I actually miss the internet from the good ol’ days. Everything seemed so much quieter. No videos, no animations, just nerds finding ways to talk to girls without actual human contact. And there was that certain underground vibe to it that you can’t really ever get back, unless you literally are underground, in some Internet Café in soviet russia, which of course no longer exists. So, no. I’m sure the Americans will somehow take credit. Any nothing online has really gotten any faster. Pages take the same time to load, just now, they’re actually useful. To people not wearing ties and shorts at the same time. If the videos, animations and advertisements don’t give you a seizure.

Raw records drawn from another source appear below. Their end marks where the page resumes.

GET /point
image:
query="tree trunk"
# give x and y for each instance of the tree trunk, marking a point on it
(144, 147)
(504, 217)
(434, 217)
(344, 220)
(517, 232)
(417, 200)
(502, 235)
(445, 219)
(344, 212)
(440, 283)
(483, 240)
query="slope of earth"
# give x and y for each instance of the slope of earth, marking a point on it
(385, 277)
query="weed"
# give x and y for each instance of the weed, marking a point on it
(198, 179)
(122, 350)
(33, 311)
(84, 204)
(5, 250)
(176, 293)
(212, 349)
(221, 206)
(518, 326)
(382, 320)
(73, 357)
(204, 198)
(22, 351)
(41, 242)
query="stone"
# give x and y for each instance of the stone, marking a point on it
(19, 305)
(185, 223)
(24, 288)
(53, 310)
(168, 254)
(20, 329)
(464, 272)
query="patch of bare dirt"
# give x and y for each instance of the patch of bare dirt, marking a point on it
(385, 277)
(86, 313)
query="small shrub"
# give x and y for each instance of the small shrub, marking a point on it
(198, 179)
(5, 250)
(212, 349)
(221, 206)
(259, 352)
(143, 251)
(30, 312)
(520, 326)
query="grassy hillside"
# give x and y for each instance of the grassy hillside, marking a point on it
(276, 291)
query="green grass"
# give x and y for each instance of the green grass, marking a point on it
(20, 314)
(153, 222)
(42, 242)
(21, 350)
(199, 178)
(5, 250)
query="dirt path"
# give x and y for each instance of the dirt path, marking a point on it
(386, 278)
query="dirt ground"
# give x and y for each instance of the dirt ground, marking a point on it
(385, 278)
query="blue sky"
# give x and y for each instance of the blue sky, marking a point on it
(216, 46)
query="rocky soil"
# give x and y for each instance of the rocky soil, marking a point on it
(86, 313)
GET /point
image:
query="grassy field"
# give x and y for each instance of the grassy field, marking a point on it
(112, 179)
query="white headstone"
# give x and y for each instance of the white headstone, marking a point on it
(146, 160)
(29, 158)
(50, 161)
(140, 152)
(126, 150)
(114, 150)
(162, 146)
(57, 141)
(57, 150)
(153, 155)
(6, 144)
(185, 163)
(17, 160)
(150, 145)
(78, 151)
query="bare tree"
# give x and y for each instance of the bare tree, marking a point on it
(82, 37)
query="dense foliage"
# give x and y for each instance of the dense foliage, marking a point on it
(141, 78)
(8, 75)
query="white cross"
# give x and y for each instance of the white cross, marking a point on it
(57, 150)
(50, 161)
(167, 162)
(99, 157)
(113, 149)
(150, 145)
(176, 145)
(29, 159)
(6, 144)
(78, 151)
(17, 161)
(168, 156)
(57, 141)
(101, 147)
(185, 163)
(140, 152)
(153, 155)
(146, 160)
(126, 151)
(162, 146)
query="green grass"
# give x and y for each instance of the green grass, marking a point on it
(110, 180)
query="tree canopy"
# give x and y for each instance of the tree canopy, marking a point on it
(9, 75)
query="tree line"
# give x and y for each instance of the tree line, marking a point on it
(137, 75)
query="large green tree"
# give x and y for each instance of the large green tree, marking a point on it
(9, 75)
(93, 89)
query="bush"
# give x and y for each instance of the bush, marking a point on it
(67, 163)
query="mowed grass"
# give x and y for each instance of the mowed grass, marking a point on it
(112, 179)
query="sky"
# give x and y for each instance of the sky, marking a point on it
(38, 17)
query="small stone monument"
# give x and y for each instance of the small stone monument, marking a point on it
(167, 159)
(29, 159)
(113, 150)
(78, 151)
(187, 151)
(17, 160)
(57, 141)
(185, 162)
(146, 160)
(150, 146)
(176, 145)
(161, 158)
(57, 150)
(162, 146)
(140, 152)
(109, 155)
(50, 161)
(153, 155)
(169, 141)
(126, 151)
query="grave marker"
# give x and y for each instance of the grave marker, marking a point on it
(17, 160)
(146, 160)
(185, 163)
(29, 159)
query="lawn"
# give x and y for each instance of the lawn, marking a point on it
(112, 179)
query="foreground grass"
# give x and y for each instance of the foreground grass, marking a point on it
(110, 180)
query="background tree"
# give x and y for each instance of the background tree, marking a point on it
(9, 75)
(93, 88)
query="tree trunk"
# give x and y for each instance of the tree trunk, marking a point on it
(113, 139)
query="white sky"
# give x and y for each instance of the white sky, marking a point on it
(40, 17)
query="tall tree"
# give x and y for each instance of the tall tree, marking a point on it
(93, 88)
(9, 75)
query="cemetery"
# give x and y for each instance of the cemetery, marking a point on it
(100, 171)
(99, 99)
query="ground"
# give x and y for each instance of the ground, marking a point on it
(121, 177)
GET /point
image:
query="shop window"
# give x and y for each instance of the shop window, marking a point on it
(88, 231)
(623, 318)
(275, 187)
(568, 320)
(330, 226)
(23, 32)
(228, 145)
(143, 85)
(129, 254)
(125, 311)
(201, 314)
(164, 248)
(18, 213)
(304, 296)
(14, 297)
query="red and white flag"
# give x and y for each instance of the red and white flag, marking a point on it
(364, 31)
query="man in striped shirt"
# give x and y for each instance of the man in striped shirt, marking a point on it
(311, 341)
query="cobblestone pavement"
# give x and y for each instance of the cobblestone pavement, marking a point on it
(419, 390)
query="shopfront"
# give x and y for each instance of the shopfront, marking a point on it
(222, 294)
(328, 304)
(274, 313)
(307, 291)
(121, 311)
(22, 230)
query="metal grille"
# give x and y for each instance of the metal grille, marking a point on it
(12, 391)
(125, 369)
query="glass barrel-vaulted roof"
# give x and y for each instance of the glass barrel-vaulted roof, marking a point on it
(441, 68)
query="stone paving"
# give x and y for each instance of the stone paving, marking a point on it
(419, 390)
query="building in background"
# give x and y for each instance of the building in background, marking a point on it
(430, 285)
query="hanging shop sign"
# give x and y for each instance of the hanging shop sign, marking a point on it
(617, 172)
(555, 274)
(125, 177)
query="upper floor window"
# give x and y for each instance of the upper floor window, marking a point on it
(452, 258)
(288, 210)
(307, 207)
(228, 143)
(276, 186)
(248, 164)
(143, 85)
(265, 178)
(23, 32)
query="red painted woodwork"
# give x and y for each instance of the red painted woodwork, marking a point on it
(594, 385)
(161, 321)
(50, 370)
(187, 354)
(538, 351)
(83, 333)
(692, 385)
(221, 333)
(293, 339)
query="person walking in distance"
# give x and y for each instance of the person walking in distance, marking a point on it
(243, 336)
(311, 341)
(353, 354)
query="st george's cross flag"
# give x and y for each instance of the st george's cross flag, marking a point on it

*Don’t try it at home, unless your home happens to be in the 3rd world. Who knows what the government is watching these days. Also, MK Tales doesn’t advocate any activity that results in your mum screaming “What did you do to your hand?! Give it here, we’ll sew it back on after dinner.”

2 thoughts on “Early Days of the Internet

  1. I remember when we first got the internet. Dad gave us a choice: Internet or Pay TV. We chose Internet!! Back when it still played the little techno song to sign us in! That was in Kelso which is kind of the same as Bolivia!

  2. Ah, but what about your earliest experience with the net…or was it just mine?…with a 0.3K modem?? Now THAT was fast!